Craig White wrote:
On Sun, 2006-03-12 at 16:53 -0500, Sam Drinkard wrote:
Will McDonald wrote:
On 12/03/06, Sam Drinkard sam@wa4phy.net wrote:
A while back, I posted a note asking if anyone had any ideas why the /etc/mail/access file was not being parsed or utilized in the efforts to stop spam and junk mail. I just looked over things again, and have still not found any reason why it still permits the TLD's I have listed to pass thru. I also thought perhaps there might be some "upper limit" to the number of entries sendmail could handle. What do the sendmail guru's think about that idea? I may reduce the number of entries from the current 275 +/- down to just the most offensive TLD's and see what happens. Short of that, are there any other thoughts ya'll might have as to why it still passes the stuff I want blocked?

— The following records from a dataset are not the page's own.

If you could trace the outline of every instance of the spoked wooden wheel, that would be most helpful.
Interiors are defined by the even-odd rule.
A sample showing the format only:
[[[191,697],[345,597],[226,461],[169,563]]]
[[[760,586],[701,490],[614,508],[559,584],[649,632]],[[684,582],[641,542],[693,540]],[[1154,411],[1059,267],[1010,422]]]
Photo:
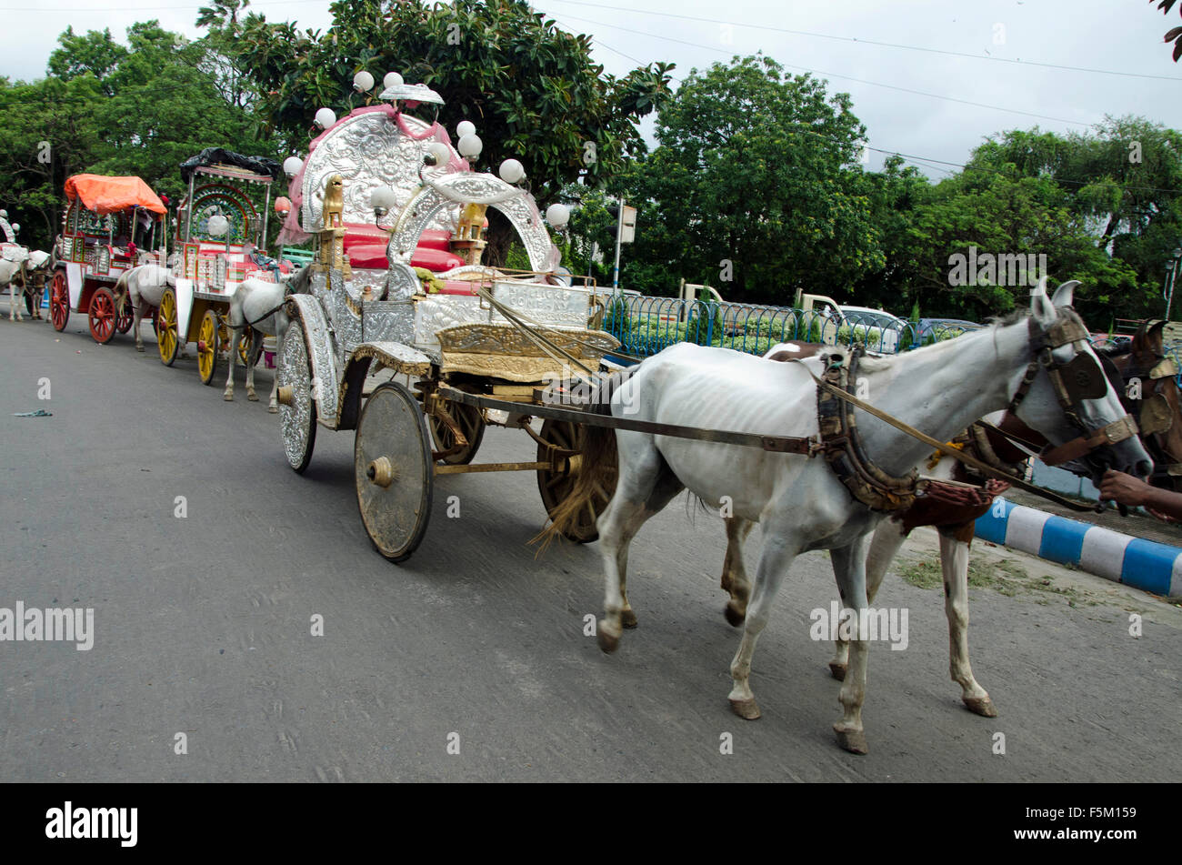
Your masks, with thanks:
[[[541,493],[541,503],[546,506],[546,513],[553,514],[554,509],[566,500],[574,487],[579,470],[583,467],[583,455],[578,451],[583,449],[583,436],[585,428],[573,424],[570,421],[544,421],[540,436],[544,441],[556,444],[563,450],[576,451],[573,456],[565,460],[561,471],[551,469],[538,469],[538,492]],[[538,444],[538,462],[550,458],[550,449],[545,444]],[[599,539],[599,532],[595,527],[595,521],[608,507],[612,493],[616,492],[616,477],[612,477],[600,486],[595,497],[589,501],[579,512],[578,521],[563,534],[578,544],[590,544]]]
[[[465,385],[457,385],[456,390],[463,390],[468,394],[475,392],[474,388]],[[455,422],[460,424],[463,437],[468,440],[468,443],[454,454],[444,456],[443,462],[449,466],[467,466],[472,462],[472,457],[476,455],[476,450],[480,448],[480,440],[485,437],[485,417],[480,414],[480,409],[474,405],[448,403],[447,408],[452,412],[452,417],[455,418]],[[435,450],[450,450],[455,447],[455,434],[450,427],[434,415],[427,418],[427,425],[431,430]]]
[[[284,453],[287,454],[287,464],[296,471],[303,471],[311,462],[316,447],[316,395],[312,390],[312,363],[304,342],[304,326],[299,321],[292,321],[284,334],[275,378]]]
[[[97,288],[90,299],[86,319],[90,321],[90,336],[99,345],[111,342],[118,313],[115,311],[115,295],[110,288]]]
[[[50,284],[50,320],[53,330],[64,331],[70,320],[70,287],[65,271],[54,271]]]
[[[201,319],[201,330],[197,331],[197,372],[201,375],[201,383],[209,384],[217,372],[217,346],[221,337],[217,334],[217,313],[206,310]]]
[[[156,312],[156,347],[160,349],[160,360],[165,366],[176,362],[181,353],[181,339],[176,330],[176,292],[165,288]]]
[[[405,561],[427,533],[435,470],[418,401],[397,382],[375,388],[362,410],[353,474],[370,540],[390,561]]]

I don't know the ins-and-outs of Sendmail access well but does it base its decision purely on the "From" address, which as we all know isn't necessarily where a message originates. Or could it be basing the access decision on the initial Received: from address, and/or that addresses reverse lookup, in the header?
In which case, a spam could originate from mail.blah.com and access would accept it but the message itself would appear to come from spammers@domain.ru. You'd accept the message inspite of having .ru denied in your access.
Just a thought.
Will. _______________________________________________ CentOS mailing list CentOS@centos.org http://lists.centos.org/mailman/listinfo/centos
As far as I know Will, sendmail looks at the access database, and will not allow a connection from the sending host if that particular IP or hostname happens to be in there. The access list *used* to work, but as I mentioned, I'm wondering if perhaps I've hit an upper limit or exceeded a limit where nothing in there is being parsed now. I don't go by hostname when blocking. I look at the sending host IP and block that. Headers from sendmail tell who or what connected to the port or tried to connect.
it does if you use REJECT
it also does things like ALLOW
and things like RELAY
I have never had a sendmail 'access' file with more than a few lines and I don't think that it was actually intended to be a spam filter. There are other very good methodologies for managing spam and sendmail is quite capable of using them.
Craig
CentOS mailing list CentOS@centos.org http://lists.centos.org/mailman/listinfo/centos
I am using REJECT in all cases where it applies, and RELAY for my own little part of the world. I've been using access for about 10 years with no problems till now. I suppose the only way to tell if there is a limit would be to remove some, or create a new file and test it. I am fully aware of the process of how it works, and a make must be done after any changes. Sendmail does not need to be restarted to read the new file either.